旦那様と契約結婚!?~イケメン御曹司に拾われました~
「別に、大切なピアノなんかじゃない」
そう一度否定して、彼はそんな自分に対して鼻で笑うように「ふっ」と声を漏らす。
「……とか言いながら、そのピアノひとつに、いちいち過剰に反応してるなんて、笑えるよな」
笑えていない笑顔と自虐的な言葉から感じるのは、その心にある、ピアノのことを諦め切れない自分への呆れや悲しみ、苦しい気持ち。
そして彼はその気持ちを抱く自分を責めているのだろうか。
「そんな自分にムカついて、杏璃に八つ当たりした。だからお前は、悪くない。……ごめんな」
二度目の『ごめん』のひと言とともに彼が見せたのは、色のない瞳を細めた、悲しげな笑みだった。
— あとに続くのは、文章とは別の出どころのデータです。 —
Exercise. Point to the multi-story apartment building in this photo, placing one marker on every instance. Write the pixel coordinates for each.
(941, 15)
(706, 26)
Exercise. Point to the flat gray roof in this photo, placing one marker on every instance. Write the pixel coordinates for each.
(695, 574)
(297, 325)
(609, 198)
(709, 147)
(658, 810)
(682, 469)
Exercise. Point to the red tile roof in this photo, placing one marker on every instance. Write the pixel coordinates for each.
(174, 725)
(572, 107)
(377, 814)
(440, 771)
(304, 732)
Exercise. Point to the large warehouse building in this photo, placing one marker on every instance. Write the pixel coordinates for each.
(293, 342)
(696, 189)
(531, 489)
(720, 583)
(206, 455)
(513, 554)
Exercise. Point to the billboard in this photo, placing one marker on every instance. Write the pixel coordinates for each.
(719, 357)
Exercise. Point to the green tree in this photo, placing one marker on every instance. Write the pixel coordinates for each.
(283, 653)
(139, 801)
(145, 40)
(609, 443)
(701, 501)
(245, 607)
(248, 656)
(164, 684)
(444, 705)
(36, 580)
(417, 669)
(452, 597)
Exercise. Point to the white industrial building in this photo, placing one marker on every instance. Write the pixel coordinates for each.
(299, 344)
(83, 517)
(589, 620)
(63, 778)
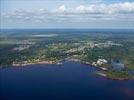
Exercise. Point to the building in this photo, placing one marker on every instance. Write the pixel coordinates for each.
(117, 65)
その表情に、胸はぎゅっと締め付けられ、私のほうが泣きたくなる。
けど、ここで私が泣くのは違うと思うから。それをぐっと堪えて彼の目をしっかりと見据えた。
「あのピアノ、本当に大切じゃないんですか?」
問いかけに、玲央さんは言葉をつぐむ。頷きかけて、躊躇って、小さく頷いた。
「……あぁ」
けれど小さな声に、それが本心ではないことは感じ取れる。
彼が、そんな表情を見せるから。
嫌いだ、と言われたとしても、触れるな、と拒まれても、勝手なことだと言われても。
それでも私は、手を伸ばしたいと思ってしまうんだ。